Ukrainian President Viktor Yanukovych is in Sochi, where he is expected to meet with Russian President Vladimir Putin on the sidelines of the Winter Olympics.
They last met on January 8 for talks on Ukraine’s crisis, sparked by Yanukovych's refusal to sign a pact on closer ties with the European Union. Yanukovych’s government then accepted an economic bailout from Moscow, which had opposed tighter links between Ukraine and the EU.
Yanukovych left Kyiv on February 6 after telling visiting U.S. Assistant Secretary of State Victoria Nuland that he favors constitutional reforms, one of the key demands of Ukraine's pro-EU demonstrators. But Yanukovych said constitutional amendments must be made legally.
He also told Nuland he backs moves to speed up the process of releasing activists detained in the civil unrest. Yanukovych has supported a law that offers amnesty for detainees, but on condition that occupied public buildings are cleared of protesters.
Meanwhile, Nuland has refused to comment about an apparently bugged telephone conversation in which she appears to discuss Ukrainian opposition leaders, telling reporters in Kyiv on February 7 that she will not comment "on a private diplomatic conversation."
She has already apologized to European Union officials about the call with the U.S. ambassador to Ukraine, Geoffrey Pyatt, in which she appears to discuss U.S. moves in the crisis and the political viability of Ukrainian opposition leaders.

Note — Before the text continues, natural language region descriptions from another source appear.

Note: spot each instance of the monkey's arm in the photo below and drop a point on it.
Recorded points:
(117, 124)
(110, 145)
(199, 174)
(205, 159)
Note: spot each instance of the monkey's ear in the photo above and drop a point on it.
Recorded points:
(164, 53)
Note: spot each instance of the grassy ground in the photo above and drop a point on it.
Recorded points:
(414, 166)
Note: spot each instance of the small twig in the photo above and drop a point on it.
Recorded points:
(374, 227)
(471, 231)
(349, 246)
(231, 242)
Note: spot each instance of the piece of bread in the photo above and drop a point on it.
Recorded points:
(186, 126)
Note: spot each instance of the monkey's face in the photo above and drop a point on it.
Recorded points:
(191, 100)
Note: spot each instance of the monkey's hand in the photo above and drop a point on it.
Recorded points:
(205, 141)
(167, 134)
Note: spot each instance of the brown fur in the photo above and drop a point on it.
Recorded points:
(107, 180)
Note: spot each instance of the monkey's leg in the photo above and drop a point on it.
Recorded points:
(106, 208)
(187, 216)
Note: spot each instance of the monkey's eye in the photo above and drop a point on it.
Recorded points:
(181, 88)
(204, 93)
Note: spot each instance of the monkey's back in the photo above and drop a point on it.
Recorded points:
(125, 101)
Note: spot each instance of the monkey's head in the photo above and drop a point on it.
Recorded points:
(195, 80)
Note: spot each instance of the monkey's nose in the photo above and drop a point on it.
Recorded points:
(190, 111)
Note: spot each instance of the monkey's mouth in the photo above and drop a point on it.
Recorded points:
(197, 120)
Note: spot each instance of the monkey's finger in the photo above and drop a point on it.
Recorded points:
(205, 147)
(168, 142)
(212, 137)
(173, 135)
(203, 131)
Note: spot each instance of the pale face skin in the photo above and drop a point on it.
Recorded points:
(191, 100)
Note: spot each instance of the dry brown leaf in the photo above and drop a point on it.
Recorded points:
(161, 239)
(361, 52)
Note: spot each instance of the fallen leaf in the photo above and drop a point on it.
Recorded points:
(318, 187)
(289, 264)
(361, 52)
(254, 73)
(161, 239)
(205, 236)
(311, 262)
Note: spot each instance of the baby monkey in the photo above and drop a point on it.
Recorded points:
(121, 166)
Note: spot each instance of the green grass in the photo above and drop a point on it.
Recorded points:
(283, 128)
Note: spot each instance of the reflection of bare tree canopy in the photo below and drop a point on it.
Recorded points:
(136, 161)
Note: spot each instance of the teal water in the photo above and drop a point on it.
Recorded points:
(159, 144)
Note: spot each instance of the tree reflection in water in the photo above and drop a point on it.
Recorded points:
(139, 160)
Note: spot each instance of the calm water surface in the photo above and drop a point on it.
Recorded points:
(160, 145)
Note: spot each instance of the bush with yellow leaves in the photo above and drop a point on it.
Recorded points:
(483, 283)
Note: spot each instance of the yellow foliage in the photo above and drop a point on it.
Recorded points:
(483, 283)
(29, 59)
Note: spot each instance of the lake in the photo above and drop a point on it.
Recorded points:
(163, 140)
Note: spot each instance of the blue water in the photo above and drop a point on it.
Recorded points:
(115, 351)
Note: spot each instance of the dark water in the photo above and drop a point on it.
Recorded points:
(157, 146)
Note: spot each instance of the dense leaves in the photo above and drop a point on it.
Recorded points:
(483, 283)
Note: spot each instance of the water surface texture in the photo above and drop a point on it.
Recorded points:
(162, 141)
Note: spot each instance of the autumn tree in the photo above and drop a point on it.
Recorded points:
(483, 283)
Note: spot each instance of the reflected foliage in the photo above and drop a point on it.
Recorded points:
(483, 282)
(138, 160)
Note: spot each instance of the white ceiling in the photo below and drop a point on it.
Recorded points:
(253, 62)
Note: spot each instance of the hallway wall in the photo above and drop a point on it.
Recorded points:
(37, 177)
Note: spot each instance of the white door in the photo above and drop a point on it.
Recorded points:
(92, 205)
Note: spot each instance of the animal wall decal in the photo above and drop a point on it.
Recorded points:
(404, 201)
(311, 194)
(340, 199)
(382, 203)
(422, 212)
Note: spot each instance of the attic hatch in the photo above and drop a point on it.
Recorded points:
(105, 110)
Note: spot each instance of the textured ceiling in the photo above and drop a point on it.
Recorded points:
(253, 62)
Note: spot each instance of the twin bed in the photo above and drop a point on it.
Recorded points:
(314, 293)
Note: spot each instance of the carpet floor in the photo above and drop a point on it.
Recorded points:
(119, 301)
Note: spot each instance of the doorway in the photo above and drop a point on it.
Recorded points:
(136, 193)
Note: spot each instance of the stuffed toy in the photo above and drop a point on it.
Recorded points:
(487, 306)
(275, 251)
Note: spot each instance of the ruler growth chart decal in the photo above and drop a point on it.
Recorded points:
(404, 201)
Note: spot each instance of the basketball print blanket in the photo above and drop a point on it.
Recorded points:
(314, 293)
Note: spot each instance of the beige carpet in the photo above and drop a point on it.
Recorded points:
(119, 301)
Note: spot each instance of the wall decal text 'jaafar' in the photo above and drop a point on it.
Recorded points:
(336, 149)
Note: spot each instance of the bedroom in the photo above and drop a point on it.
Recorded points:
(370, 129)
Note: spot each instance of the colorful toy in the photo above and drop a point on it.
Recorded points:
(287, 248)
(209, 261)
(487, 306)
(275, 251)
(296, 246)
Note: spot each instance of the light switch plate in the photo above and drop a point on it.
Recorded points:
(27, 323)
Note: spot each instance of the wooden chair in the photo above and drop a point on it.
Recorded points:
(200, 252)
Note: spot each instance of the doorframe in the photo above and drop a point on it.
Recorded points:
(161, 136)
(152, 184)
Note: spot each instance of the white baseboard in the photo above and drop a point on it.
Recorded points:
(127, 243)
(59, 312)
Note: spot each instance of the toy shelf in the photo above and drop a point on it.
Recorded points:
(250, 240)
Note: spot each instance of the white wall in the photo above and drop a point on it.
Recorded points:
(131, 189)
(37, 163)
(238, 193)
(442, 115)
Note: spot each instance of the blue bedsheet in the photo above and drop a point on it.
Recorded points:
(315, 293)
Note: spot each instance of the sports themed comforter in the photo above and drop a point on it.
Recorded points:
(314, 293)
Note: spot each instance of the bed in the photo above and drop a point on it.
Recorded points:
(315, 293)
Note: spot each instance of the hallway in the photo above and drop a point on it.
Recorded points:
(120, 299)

The leaked phone call appears to have been made following Yanukovych’s January 25 offer to opposition leader Arseniy Yatsenyuk to be prime minister and Vitali Klitschko to be deputy prime minister. A voice believed to be Nuland's says she doesn't think it is a good idea for Klitschko to be in any new government.
"I think 'Yats' is the guy who's got the economic experience, the governing experience," the speaker says. "You know, what he needs is 'Klitsch' and [other opposition leader Oleh] Tyahnybok on the outside. He needs to be talking to them four times a week. You know, I just think 'Klitsch' going in, he's going to be at that level, working for Yatsenyuk. It's just not going to work."
At one point, a voice appearing to be Nuland's uses a strong expletive to describe frustrations about EU diplomatic efforts in Kyiv.
A spokeswoman for EU foreign policy chief Catherine Ashton said she would not comment on leaked alleged telephone conversations.
U.S. State Department spokesman Jen Psaki did not deny that it is Nuland and Pyatt on the four-minute recording, telling reporters in Washington that she is allowing for the fact that it is authentic.
"It is no secret that Ambassador Pyatt and Assistant Secretary Nuland have been working with the government of Ukraine, with the opposition, with business and civil society leaders to support their efforts," Psaki said. "And it shouldn't be a surprise that at any point there have been discussions about recent events, offers, and what is happening on the ground."
Psaki said she did not know who posted the recording but criticized Moscow for promoting it on social media, calling it "a new low in Russian tradecraft."
Sergei Glazyev, an adviser to Putin, accused Washington on February 6 of a "clear breach" of a 1994 treaty giving the United States and Russia roles as co-guarantors of security in Ukraine.
"The stunts the Americans are pulling today by crudely interfering in Ukraine's domestic affairs in a unilateral manner are an obvious violation" of the agreement, he said.
In an interview with the Ukrainian edition of Russia's "Kommersant," he also accused Washington of spending $20 million a week on financing and arming the Ukrainian opposition and "rebels" and hinted of Russia's intervention in the crisis.
When conflicts arise, he said, the guarantors "are obliged to intervene."
A spokeswoman said German Chancellor Angela Merkel considers Nuland's comments "totally unacceptable." Christiane Wirtz added that Merkel believes EU foreign policy chief Catherine Ashton is "doing an outstanding job" on the Ukraine crisis.
Both EU power Germany and the United States have been among the leading international supporters of Ukraine's opposition.
A second recording, purporting to be a conversation between two EU officials, was posted the same day from the same YouTube account. In it, a voice believed to be Helga Schmid, deputy to EU foreign policy chief Catherine Ashton, is heard complaining about U.S. criticism that the Europeans are "too soft" on Ukraine.
A spokeswoman for Ashton declined comment.